Monday, November 22, was a great day for me as a young hunter. Seeing snow instead of rain we hoped the elk dropped down, so we headed for the mansinetas. Thinking of a nice 6x giving me a shot would be paradise at this point of the hunt. Depressed seeing only 2 pigs and some cattle, we drove up in the pines once again in search of a nice bull. Again we saw some rag horns that I just let walk to get bigger for next year.

Around 12 o'clock, my dad spotted a 6x6 that was around 300 in score. My heart was in my mouth knowing it was only 90 yards away! Then, it just disappeared in the trees leaving me spotting a small 5x5 bedded down. While looking at that, a bigger 5x stood up and we guessed scored him at around 250. I decided he was the one to shoot.

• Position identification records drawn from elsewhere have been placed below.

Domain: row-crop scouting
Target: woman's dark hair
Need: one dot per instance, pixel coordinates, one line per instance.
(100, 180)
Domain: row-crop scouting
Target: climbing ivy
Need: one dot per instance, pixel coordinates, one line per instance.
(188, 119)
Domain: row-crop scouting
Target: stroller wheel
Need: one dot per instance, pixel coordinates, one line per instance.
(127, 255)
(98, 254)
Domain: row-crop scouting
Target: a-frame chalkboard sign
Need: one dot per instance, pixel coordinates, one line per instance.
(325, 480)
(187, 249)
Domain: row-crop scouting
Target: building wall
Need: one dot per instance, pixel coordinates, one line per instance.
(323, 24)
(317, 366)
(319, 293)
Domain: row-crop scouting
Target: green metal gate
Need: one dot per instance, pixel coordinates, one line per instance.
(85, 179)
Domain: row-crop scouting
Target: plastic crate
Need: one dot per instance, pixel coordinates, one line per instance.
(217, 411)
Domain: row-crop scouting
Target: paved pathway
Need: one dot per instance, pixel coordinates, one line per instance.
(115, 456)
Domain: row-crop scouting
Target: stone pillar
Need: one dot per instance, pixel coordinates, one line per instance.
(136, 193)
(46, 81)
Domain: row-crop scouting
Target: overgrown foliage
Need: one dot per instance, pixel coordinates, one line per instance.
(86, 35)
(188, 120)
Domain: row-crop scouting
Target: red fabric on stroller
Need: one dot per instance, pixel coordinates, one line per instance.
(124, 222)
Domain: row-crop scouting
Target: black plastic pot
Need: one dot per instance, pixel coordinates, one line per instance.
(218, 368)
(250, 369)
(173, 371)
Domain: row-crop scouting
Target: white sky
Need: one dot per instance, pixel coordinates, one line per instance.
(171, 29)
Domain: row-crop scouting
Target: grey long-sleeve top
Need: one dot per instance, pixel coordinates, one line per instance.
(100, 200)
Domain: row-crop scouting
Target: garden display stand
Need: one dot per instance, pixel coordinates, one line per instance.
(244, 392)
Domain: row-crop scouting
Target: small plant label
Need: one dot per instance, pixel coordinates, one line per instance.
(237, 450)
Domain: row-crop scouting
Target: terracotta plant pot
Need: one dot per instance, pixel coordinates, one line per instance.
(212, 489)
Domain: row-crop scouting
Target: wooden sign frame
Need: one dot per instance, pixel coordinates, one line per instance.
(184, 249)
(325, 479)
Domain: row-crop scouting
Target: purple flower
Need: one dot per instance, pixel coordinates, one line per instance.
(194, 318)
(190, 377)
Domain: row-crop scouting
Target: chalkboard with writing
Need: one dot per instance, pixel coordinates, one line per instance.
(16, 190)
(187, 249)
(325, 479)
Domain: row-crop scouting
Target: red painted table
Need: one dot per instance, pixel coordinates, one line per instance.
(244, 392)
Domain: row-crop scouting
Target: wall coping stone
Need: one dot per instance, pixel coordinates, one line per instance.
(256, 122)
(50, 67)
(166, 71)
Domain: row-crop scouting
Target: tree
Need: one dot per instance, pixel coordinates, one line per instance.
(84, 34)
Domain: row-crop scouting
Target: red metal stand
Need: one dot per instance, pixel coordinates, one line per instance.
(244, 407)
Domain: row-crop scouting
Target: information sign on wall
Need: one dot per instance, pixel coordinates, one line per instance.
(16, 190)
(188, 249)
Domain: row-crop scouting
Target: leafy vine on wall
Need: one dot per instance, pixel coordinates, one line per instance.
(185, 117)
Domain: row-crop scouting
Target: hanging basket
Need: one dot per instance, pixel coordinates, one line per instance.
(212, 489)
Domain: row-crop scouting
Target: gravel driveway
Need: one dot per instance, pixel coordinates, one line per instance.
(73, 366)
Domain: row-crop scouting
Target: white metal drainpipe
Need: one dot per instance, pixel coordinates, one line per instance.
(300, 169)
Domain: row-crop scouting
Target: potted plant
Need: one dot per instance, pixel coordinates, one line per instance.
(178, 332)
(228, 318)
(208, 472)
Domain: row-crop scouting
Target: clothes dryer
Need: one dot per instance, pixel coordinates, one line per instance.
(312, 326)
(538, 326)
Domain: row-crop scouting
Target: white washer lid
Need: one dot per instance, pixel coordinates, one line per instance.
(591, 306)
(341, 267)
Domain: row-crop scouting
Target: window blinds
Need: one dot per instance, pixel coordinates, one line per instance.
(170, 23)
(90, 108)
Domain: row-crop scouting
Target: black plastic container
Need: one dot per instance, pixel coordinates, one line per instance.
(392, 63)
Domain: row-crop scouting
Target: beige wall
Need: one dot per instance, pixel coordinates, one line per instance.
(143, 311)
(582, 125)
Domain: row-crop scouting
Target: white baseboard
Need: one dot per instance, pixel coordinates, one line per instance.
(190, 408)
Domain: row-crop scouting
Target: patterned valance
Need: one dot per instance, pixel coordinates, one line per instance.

At 86 yards, I put one in the chamber and place the crosshairs on the bull. With trees in the way, I had around a 6 inch square shooting lane. It was a perfect shot as I hit a double lung shot. Going only 10 yards, he fell over as I celebrated my success.

Now the work began, as we cleaned him out two other hunters asked us if we needed help dragging him down to the truck. Happy for the help, we put him the truck and headed for the processor who said it was the nicest 5x5 that came in all year.

In conclusion, it was nice to see happy faces and a comfortable bed to sleep in. Having a chance to harvest this bull was an experience I will never forget and hope many other hunters can share the same feeling that I had. Arizona is not as easy as it sounds or looks. To me, every hunter should get a chance to hunt and harvest a bull elk or any animal in Arizona.